Flexible endoscope reprocessing has come under increased scrutiny as the U.S. Food and Drug Administration continues to investigate new medical device reports related to possible cross-contamination from these devices.
In the last 18 months, the agency has put out new or updated safety communications around three types of flexible endoscopes – duodenoscopes used for endoscopic retrograde cholangiopancreatography (ERCP), urological endoscopes (including cystoscopes and ureteroscopes), and flexible bronchoscopes.
The latest of these communications from the FDA recommended that providers shift to sterilization of flexible bronchoscopes during reprocessing. And in the wake of COVID-19 and awareness of other highly transmissible diseases, the FDA also now recommends providers use single-use bronchoscopes in cases of high risk for infection transmission.
So, what are the hot topics in endoscope reprocessing in the wake of all this activity?
A recent article from the Gastroenterology & Endoscopy News Priority Report highlights a few as discussed by Dr. Michelle Alfa, a microbiologist who has done extensive research on endoscope reprocessing, and Dr. Gregory Cote, a professor of gastroenterology and hepatology at the University of South Carolina.
A 2018 survey of duodenoscope reprocessing practice patterns showed that forced air drying cabinets, despite their effectiveness, weren’t being widely used — less than half of endoscopy centers had them at that time.
Unfortunately, lingering moisture in endoscope channels can cause problems as microbes can reproduce and form in those conditions. Forced-air drying cabinets have proven effective combating that.
“If there are no microbes in the channels of an endoscope and it’s totally dry, that’s a pristine scope that can be used with confidence that it is not going to transmit exogenous microorganisms to the patient it is used on,” Alfa told G&E News.

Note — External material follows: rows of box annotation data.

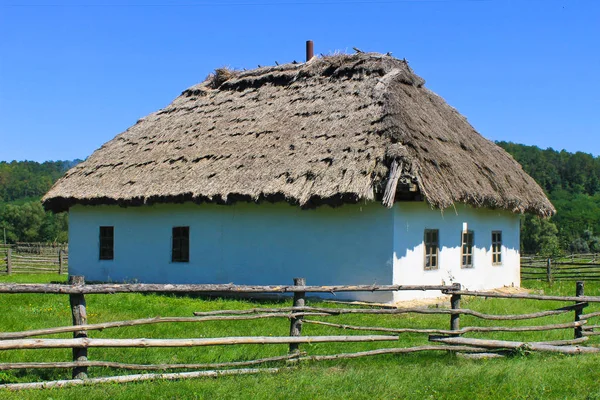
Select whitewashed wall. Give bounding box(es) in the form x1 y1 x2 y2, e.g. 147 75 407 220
394 203 520 301
69 202 520 302
69 203 394 301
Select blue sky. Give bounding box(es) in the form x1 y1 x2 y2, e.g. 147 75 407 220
0 0 600 161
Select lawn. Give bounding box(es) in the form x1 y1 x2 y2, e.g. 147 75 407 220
0 275 600 400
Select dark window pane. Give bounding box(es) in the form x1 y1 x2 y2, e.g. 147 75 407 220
100 226 115 260
171 226 190 262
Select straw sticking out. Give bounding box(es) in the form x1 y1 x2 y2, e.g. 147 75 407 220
43 52 555 216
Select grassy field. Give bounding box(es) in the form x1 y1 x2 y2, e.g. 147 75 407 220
0 275 600 400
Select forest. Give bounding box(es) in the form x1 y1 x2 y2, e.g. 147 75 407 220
0 142 600 255
0 160 81 243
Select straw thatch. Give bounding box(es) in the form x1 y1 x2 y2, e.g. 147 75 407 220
43 53 554 216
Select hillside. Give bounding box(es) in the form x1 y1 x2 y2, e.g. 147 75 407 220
0 160 81 243
497 142 600 254
0 142 600 254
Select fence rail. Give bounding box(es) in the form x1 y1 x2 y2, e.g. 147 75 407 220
521 254 600 282
0 243 69 275
0 277 600 390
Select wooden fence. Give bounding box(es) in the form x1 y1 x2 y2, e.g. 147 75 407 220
0 243 69 275
521 254 600 282
0 277 600 390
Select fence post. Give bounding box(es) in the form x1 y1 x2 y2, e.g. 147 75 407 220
575 281 585 339
58 249 63 275
450 294 460 336
290 278 306 353
6 247 12 275
69 275 87 379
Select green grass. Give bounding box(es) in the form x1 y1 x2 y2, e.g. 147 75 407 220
0 275 600 400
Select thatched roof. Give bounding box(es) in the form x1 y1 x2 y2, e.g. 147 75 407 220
43 53 554 216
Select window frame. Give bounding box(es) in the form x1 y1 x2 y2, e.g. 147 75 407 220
98 225 115 261
492 231 502 265
423 229 440 271
460 230 475 269
171 226 190 263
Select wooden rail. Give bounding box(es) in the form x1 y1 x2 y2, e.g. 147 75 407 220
0 277 600 389
0 283 460 294
521 254 600 282
0 245 68 275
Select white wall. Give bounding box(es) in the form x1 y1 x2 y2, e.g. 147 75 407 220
69 203 394 301
394 202 520 301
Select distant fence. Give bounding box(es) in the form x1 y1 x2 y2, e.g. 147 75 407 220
521 254 600 282
0 277 600 390
0 243 69 275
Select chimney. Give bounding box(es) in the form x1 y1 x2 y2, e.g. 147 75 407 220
306 40 314 61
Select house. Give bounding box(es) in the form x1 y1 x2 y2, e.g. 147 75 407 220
43 49 555 301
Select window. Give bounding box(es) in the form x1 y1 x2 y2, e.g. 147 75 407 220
425 229 439 270
171 226 190 262
460 231 473 268
492 231 502 265
100 226 115 260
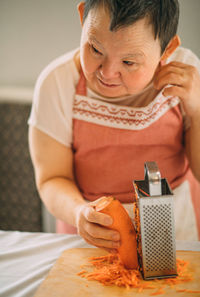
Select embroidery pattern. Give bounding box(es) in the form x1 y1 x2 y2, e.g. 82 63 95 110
73 95 179 130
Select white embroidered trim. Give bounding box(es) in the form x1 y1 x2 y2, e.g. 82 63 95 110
73 93 180 130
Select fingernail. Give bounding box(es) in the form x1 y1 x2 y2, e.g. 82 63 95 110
105 218 113 226
113 241 120 248
113 233 120 241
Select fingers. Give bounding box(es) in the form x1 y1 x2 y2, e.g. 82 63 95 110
77 205 120 250
80 225 120 250
83 206 113 226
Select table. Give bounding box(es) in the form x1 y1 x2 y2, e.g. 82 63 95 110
0 231 200 297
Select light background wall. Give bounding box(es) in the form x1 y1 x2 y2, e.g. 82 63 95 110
0 0 200 87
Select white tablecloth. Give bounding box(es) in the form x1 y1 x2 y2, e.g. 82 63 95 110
0 231 200 297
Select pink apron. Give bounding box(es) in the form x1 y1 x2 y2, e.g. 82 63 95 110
57 70 200 235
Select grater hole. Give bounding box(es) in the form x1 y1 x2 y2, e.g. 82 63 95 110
142 203 174 272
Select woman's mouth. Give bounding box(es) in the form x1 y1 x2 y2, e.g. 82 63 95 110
97 77 120 88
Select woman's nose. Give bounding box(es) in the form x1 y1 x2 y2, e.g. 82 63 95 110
99 60 120 80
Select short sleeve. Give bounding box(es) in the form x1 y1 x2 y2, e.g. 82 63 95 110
167 47 200 131
28 52 77 147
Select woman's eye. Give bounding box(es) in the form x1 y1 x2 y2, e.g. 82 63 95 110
123 61 136 66
92 45 101 55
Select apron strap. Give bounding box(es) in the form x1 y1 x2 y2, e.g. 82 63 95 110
76 68 87 96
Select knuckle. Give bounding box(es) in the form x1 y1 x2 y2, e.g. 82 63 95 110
85 207 95 222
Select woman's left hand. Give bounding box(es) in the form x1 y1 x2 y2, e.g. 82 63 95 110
154 61 200 118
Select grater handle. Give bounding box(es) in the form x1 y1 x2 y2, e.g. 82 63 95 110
144 162 162 196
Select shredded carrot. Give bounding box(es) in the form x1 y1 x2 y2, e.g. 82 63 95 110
77 270 87 275
77 254 200 296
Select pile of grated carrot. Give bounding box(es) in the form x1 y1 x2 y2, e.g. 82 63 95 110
77 254 200 296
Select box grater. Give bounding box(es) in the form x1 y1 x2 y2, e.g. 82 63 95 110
133 162 177 280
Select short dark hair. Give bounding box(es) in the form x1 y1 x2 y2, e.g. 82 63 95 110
83 0 179 53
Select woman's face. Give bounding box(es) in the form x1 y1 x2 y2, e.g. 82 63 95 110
80 7 161 98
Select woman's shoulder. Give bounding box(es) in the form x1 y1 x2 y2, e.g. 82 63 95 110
167 47 200 68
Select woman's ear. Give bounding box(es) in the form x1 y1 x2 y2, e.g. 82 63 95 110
77 2 85 25
160 35 181 62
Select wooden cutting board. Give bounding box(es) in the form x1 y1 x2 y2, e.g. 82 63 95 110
34 248 200 297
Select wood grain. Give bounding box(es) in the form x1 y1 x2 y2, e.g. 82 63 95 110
34 248 200 297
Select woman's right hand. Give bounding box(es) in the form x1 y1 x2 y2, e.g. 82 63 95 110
76 198 120 252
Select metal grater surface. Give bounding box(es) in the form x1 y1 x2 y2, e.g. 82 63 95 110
139 197 176 278
133 162 177 279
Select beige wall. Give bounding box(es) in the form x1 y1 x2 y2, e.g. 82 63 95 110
0 0 200 87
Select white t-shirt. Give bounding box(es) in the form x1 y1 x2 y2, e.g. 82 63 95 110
28 47 200 147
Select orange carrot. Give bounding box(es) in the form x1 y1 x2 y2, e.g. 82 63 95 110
94 196 138 269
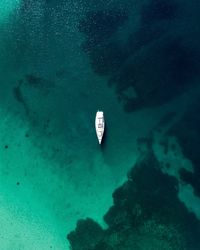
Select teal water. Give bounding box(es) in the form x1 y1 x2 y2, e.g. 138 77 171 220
0 0 200 250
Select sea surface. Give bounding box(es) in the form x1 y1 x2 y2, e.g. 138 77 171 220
0 0 200 250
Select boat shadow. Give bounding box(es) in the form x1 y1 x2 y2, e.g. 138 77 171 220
101 126 108 151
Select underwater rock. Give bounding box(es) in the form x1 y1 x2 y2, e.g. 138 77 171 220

Bedside pre-cleaning remains the most important step in reducing the risk of biofilm formation on flexible endoscopes, according to Alfa and Cotes. Plenty of research has chronicled the risk of not performing this step and showing how microorganisms can survive high-level disinfection (HLD) if protected by biofilm.
Sterilization vs. High-Level Disinfection
Afla and Cote agree that ethylene-oxide (EtO) sterilization provides very little extra protection against cross-contamination compared with high-level disinfection (HLD).
Plus, EtO sterilization is more expensive, harder to implement, and very few sites — especially clinics and ambulatory surgery centers — have access to it onsite. Facilities forced to send out endoscopes for sterilization could have additional infection prevention problems — conditions are ripe for bacterial replication and biofilm formation if an endoscope has moisture in the channel and travels for a few days before sterilization.
Low temperature sterilization, as compared to EtO sterilization, is cheaper and provides a faster turnaround time, according to the experts. Ultimately, the success of these processes depends largely on the pre-clean and manual clean.